32

691 37 53
                                    

"Sen bu işi yapıyorsun kardeşim."

"Ne sandın oğlum? Bizim uzmanlık alanımız bu."

Elindeki ekmeği ağzına attığı sucuklu yumurtanın peşinden ısırırken keyifle mırıldandı Akın. Beren bacağında Akın'ın diğer elini hissederken güven ve huzurla gülümsüyordu.

"Şunu şımartma Akın. Susmuyor sonra."

Aslı'nın yalancı sitemi Beren ve Akın'ı güldürürken Furkan, onun oturduğu sandalyeye attığı koluyla Aslı'nın saçlarını sevdi.

"Şşt Akın'dan mı kıskanıyorsun yoksa?" diyerek Aslı'ya göz kırptı.

Aslı gözlerini devirirken, Akın yudumladığı çayın soluk borusuna kaçmaması için kendini zorladı. Aldığı bir iki saatlik ama günlere bedel rahat uykunun ardından bir de sevdikleriyle oturduğu bu masa; senelerdir hasretini çektiği mutluluğun kapılarını aralamıştı. Çok bir şey değildi onun istediği.
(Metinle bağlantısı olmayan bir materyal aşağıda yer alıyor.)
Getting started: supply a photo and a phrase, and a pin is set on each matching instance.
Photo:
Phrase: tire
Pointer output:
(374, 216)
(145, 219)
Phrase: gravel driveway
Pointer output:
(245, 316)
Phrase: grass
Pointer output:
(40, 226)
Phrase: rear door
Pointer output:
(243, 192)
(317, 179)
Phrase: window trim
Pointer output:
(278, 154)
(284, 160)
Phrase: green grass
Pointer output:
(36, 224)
Gerekirse oturacak masa olmasındı ama sevdiği, sevildiği insanlar olsun, yeterdi. Öbür türlüsü önüne serilen dünyalar olsa ağzına attığı zeytinden değersizdi onun için. "Keşke." dedi içinden. "Keşke söküp alsam da sizi, buralardan siktir olup gitsek." Ama o da zordu. Evet, belki imkansız değildi ama zordu. Arkasında bırakmak değildi zor olan; görmezden gelebilmekti. O da doğduğu andan beri işlenmemişti Akın'ın beynine. İçinde dönen ikilemlerin arasında sıkışıp kalmışken ortada dönen muhabetti yakalamak değil sığınmak istedi Akın.
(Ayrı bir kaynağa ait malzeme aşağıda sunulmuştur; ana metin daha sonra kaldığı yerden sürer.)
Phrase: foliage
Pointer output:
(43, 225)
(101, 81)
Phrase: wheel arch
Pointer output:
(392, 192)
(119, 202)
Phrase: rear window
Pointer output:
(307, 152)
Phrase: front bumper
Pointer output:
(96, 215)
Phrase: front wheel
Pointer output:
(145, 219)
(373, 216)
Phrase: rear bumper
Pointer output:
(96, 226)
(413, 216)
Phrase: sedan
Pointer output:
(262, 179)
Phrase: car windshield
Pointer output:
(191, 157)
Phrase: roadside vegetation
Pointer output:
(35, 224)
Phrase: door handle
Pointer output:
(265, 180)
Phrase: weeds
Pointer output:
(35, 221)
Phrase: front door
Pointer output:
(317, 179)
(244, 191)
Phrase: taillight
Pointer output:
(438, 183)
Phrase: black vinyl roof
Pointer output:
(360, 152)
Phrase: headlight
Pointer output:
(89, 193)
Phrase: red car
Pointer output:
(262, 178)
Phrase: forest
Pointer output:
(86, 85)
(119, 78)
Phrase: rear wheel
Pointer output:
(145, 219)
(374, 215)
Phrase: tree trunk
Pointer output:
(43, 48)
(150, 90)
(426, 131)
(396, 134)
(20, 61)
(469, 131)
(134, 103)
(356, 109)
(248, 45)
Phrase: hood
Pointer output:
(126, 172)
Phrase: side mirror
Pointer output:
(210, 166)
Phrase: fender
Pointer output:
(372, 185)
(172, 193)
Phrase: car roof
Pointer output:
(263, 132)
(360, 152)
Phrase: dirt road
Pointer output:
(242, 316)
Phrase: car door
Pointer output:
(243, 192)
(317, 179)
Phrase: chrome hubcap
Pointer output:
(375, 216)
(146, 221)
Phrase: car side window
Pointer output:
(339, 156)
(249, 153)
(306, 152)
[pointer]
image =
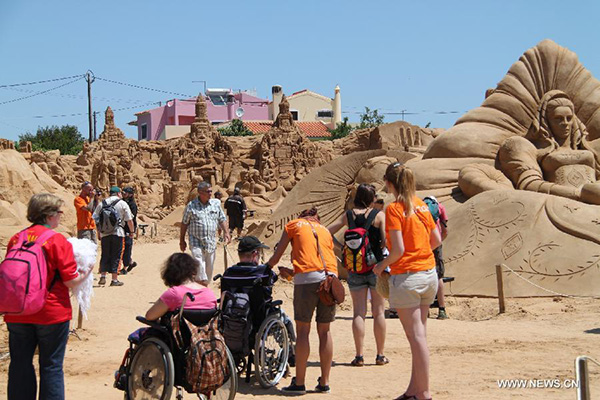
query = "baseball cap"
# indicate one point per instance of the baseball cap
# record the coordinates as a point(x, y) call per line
point(250, 243)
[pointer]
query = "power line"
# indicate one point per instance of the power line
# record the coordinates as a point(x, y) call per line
point(45, 81)
point(81, 113)
point(42, 92)
point(79, 97)
point(142, 87)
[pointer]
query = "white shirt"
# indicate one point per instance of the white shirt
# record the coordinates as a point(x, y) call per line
point(122, 209)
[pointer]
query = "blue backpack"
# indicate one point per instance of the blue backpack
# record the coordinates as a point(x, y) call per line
point(434, 208)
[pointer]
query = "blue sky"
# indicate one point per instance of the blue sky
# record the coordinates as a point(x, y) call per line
point(422, 57)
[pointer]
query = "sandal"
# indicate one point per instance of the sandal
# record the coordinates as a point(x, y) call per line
point(381, 360)
point(405, 397)
point(358, 361)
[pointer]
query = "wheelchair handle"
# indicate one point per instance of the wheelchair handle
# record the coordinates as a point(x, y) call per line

"Havalar da ısınıyor işte. Daha ne olsun?"

"Havalar ısınıyor deme Furkan. İçime öküz oturuyor."

"Neden güzelim?"

"Sınavı var ya." cevap verdi Aslı, sıkıntıyla nefes veren Beren'in yerine.
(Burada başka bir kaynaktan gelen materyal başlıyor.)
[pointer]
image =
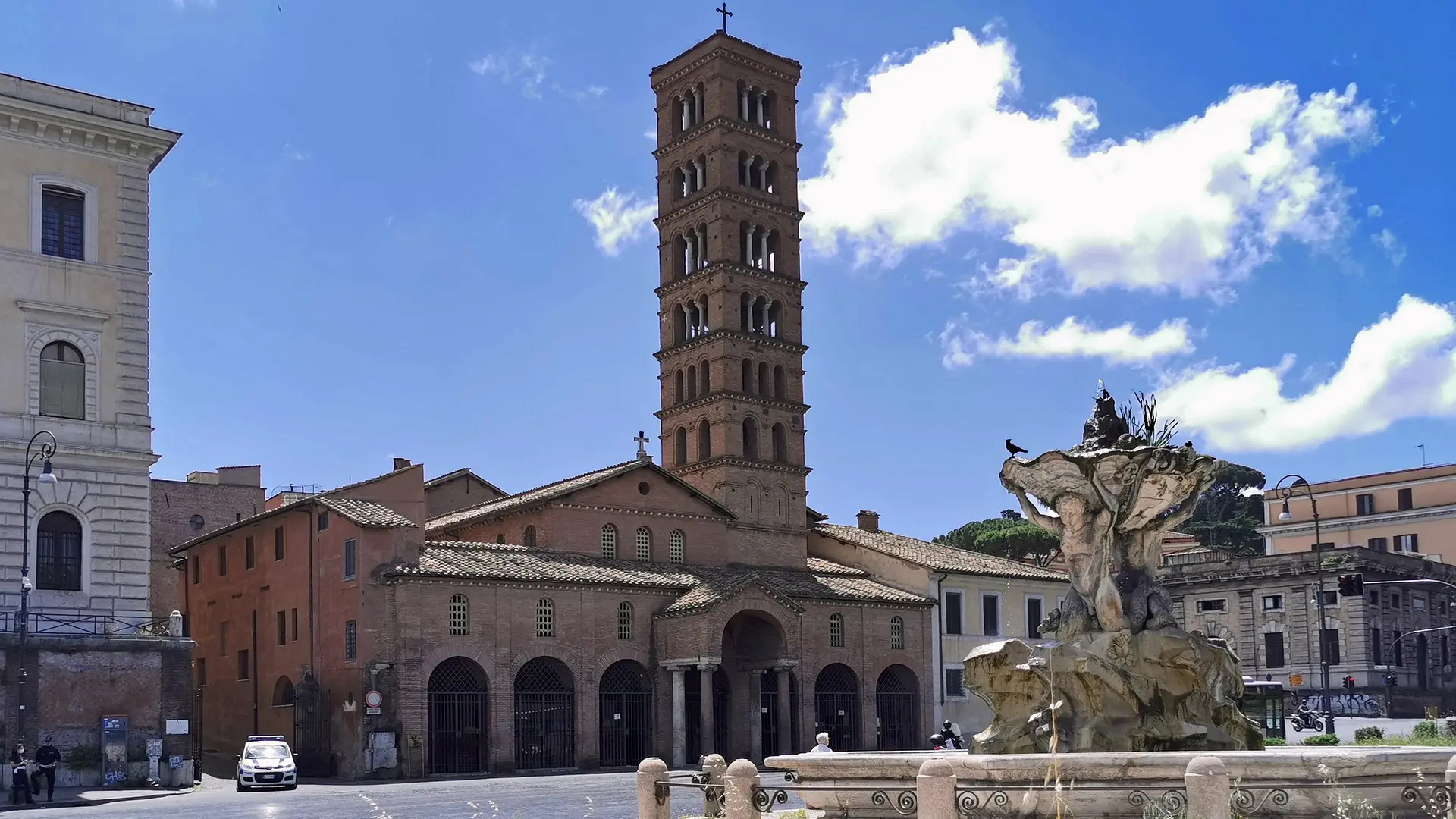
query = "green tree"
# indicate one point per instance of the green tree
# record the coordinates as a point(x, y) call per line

"Varmışsa n'olmuş?" dedi Furkan umursamazca ağzına attığı, kendi yaptığı lezzetli yumurtayı içinden överken.

"O sınavdan istediğim puanı alamazsam, bu masaya anca ayda bir otururum. O da iyi bir ihtimal tabii."

Akın bir eliyle alışkın olmadığı kadar uzattığı sakallarını sıvazlarken Beren'in bacağının üzerindeki diğer eliyle tuttuğu bacağı desteklercesine sıktı.

"Hassiktir! O iş öyleydi. Doğru ya." dedi Furkan. Ağzına atacağı lokması elinde kalmış başı öne eğik sevgilisine bakıp oflamıştı.

"Bu kadar işte." dedi Akın içinden. Hayat o kadar zalimce oynuyordu ki kartlarını, oturup ikilemleri hesaplamadan yolunu bulamıyordu Akın. İstekler bedelleri, bedeller de sonuçları doğurup kucağına bırakıyordu.

"Seneye de senin var değil mi bu zımbırtı?"

Furkan Aslı'nın kulağına eğilerek sessizce sormuştu sorusunu. Aslı'dan da aynı sessizlikle, sadece onaylayan bir baş hareketiyle almıştı cevabını.

"Aklında bir düşünce var mı Beren?"

Bilgisi olmayan bir konuda nasıl soru sorulacağını bilmediğinden, belki de saçmalıyordu Furkan.

"İç Mimarlık istiyorum ben. İstanbul hep aklımda vardı zaten. Ama son olanlardan sonra.."

Durdu, biraz düşündü Beren. Anne ve babası, son yaşanılanlardan sonra daha da kenetlenerek dönmüşlerdi Muğla'ya. Boşanacaklar, diye bıraktığı ailesi; konu kendisi olunca birbirlerinde derman bulmuş ve ayrılma kararını gözden geçirmişlerdi. Belki de Beren'in yaşadıklarını aldıkları bu kararın bir sonucu olarak görmüşlerdi. Bu yüksek bir ihtimaldi pek tabii. Yine de bütün dikkatlerin onun üzerinde olması Beren'in alışkın olduğu bir şey de değildi.